CHURCHILL: Deluxe Decadence
Moving south into Costa Rica, there is an oddly named dessert that originated in the Pacific tourist port of Puntarenas. Along the beach, outdoor concession stands and cafés offer the notorious Churchill; served overflowing a tall, old-fashioned fountain glass, the presentation is imposing.
The Churchill starts with freshly shaved ice that is soaked in bright-red cola syrup and topped with spoonfuls of sweetened milk powder and condensed milk. At this point, the preparation is called a granizado, which is the local name for a snow cone. It becomes a Churchill after it is topped with vanilla ice cream and served with additional condensed milk and chocolate syrup on the side.
The dish was named for Winston Churchill, who visited this picturesque town and asked for a scoop of ice cream to be served atop his granizado. It caught on and continues to be popular today.
Costa Rica’s Churchill is an eye-popping blend of shaved ice, cola syrup and condensed milk, topped with vanilla ice cream and served with a side of chocolate syrup. Photo courtesy of christopher koetke. In the United States, the concept of a Churchill could be varied to incorporate flavors like chocolate milk powder, syrups made from different berries or acidic blood orange, and assorted ice creams, like bitter chocolate or coffee. It could be served in all of its enormous decadence or be downsized as a small dessert. Large or small, this multi-layered frozen treat blends comfort and playfulness.
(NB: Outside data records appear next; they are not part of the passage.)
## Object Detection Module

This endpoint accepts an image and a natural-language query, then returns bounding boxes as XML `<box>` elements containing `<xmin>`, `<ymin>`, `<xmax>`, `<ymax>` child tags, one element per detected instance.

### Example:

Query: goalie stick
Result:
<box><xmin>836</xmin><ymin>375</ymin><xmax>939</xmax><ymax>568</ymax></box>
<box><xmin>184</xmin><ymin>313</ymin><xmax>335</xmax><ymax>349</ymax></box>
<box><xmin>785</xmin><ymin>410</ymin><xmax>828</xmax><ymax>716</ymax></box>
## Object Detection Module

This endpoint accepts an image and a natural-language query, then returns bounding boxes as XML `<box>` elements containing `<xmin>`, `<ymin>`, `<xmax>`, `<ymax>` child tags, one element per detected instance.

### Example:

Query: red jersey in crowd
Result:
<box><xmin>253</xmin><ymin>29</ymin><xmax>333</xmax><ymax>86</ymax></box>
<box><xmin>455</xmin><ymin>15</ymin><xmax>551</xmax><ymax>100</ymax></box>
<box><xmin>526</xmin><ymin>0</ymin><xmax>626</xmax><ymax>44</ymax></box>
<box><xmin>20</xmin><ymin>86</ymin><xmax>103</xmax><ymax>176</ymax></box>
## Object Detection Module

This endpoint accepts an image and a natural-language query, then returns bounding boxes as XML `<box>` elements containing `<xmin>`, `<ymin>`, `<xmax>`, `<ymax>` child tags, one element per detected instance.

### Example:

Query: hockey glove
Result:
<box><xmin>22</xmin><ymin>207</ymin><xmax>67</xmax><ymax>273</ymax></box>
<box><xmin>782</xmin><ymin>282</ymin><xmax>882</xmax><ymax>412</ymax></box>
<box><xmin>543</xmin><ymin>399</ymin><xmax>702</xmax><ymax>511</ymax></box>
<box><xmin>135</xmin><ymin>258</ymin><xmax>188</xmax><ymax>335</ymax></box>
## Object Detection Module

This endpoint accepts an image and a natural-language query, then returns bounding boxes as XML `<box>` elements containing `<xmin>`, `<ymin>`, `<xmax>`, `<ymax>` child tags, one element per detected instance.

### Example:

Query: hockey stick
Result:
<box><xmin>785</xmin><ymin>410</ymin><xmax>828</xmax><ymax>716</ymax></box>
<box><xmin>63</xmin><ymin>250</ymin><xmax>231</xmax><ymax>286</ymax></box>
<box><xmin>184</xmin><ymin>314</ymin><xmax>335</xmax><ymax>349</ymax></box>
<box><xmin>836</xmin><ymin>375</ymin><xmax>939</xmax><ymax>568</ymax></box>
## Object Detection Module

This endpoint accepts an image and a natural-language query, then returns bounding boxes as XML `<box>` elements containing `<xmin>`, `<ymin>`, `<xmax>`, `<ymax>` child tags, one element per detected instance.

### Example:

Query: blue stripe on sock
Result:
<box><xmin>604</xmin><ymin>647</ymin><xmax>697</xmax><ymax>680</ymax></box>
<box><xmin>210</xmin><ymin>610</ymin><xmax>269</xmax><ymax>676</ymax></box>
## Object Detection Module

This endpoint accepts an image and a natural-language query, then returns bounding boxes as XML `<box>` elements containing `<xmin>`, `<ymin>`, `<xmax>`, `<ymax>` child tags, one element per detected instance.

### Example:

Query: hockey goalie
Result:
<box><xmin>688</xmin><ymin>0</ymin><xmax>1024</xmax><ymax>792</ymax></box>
HELADO: Labor Makes Flavor
Continuing south, Ecuador is a small and incredibly diverse country boasting a long list of unique Amazonian fruits that make great frozen desserts. One is helado de paila, an Ecuadorian sorbet. Paila is the Spanish word for the large bowl, typically made of brass, in which the sorbet is made. What makes helado de paila unique is the hand-made process in which the fruit juice is stirred continuously while simultaneously spinning the bowl over salted ice.
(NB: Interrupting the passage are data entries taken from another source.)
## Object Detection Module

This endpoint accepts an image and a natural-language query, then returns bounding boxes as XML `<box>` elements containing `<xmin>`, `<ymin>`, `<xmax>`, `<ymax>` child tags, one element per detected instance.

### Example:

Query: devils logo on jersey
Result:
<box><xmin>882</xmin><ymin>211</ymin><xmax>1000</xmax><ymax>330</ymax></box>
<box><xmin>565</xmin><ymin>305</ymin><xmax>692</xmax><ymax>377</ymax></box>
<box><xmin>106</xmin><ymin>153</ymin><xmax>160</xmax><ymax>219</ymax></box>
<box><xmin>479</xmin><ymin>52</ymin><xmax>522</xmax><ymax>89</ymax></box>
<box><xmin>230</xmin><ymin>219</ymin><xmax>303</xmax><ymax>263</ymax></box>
The result of this manual process is a boldly flavored and unusually dense sorbet due to the small amount of air that is incorporated during the freezing process. Helado de paila shops prepare multiple flavors by hand; popular varieties range from the familiar — blackberry and fig — to intriguing local fruits like naranjilla, taxo, araza and guanábana.
TAPIOCA: Flavor and Texture
Brazil is another country with a diverse offering of intriguing fruits that find their way into sorbets and ice creams, including açai, cupuaçu, fruta do conde and graviola. Many of these fruits are being imported into the United States as frozen purees.
Brazil, however, is also the land of manioc. Manioc, in its many different forms, has provided sustenance to a large population for many years. Thus, it should come as no surprise that one of the most common Brazilian ice cream flavors is tapioca, which produces a subtle ice cream reminiscent of fresh coconut with an earthy note.
Here, ice cream is topped with tapioca pearls, which are also commonly found in bubble tea. Like the gel cubes in Mexico, these pearls can be made of different ingredients and flavors. One that particularly stood out — both from a color and taste perspective — was made with red wine. Tapioca pearls add a chewy, textural variation to a dish of ice cream.
Another Brazilian treat that bears a quick mention is decadent Brazilian nut fudge, which is not unlike our chocolate fudge but spiked with Brazilian nuts. It, too, provides a flavor punch and a great textural contrast. Brazilian nut fudge certainly would find a happy home in the United States atop ice cream or as part of a more complex dessert, as it combines comfort with a twist.
Frozen desserts are truly a global phenomena with common themes like chewy add-ins and toppings, decadent flavors and the ubiquitous snow-cone format. While the themes may repeat from country to country, it is the variations that provide inspiration for chefs in this country.
Why not experiment with chamoy, flights of paletas, textural enhancements as in the camelado or Churchill, or tableside snow cones? By doing so, you’ll be introducing American diners to enticing new flavors and preparations while tapping into the global love and appreciation for frozen desserts.